The Middle East has been America’s chief source of oil for decades, with no sign yet of slowing as the U.S. exports more and more of its oil.

A brighter future depends on energy policies that stimulate our economy, ensure our security, and protect our health. Under the Trump Administration’s energy policies, that future can become a reality.

Trump has said little about his strategy for protecting Americans’ health while gutting environmental regulations that have improved public health for decades.

And, climate scientists have been outspoken about what Trump’s “brighter future” might look like if climate change is ignored and carbon emissions are not cut: Weather will become more extreme, heat waves will become more common, Earth’s polar ice caps will melt and America’s coastal cities could be underwater within the lifetimes of today’s youngest children.

Lastly, our need for energy must go hand-in-hand with responsible stewardship of the environment. Protecting clean air and clean water, conserving our natural habitats, and preserving our natural reserves and resources will remain a high priority. President Trump will refocus the EPA on its essential mission of protecting our air and water.

When talking about energy throughout his campaign, Trump focused heavily on the need to protect America’s air and water. Here, he expands on that to include natural habitats and other resources. But Trump’s energy policy says nothing about climate change, which will be made drasticly worse if the U.S. develops as much oil, gas and coal as Trump suggests.
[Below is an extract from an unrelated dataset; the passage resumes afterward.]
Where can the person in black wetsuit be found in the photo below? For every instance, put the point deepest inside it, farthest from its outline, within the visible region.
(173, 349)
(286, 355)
America’s air and water have been kept clean over the past 40 years because of environmental laws enforced by the Environmental Protection Agency, which Trump previously said he wants to abolish. Trump has appointed one of the EPA’s most ardent foes to head the agency — Oklahoma Attorney General Scott Pruitt, who has sued the EPA 14 times and is involved in a lawsuit aiming to kill one of Obama’s most sweeping climate policies.

During his confirmation hearing, Pruitt said he wants states to have more control over how they are regulated by the EPA, suggesting that the federal laws protecting America’s air and water would be applied unevenly from state to state. Some states are much more vigilant in enforcing environmental regulations and have more resources than others,

Trump has said nothing about how a weakened EPA would accomplish his goal of keeping America’s air and water clean.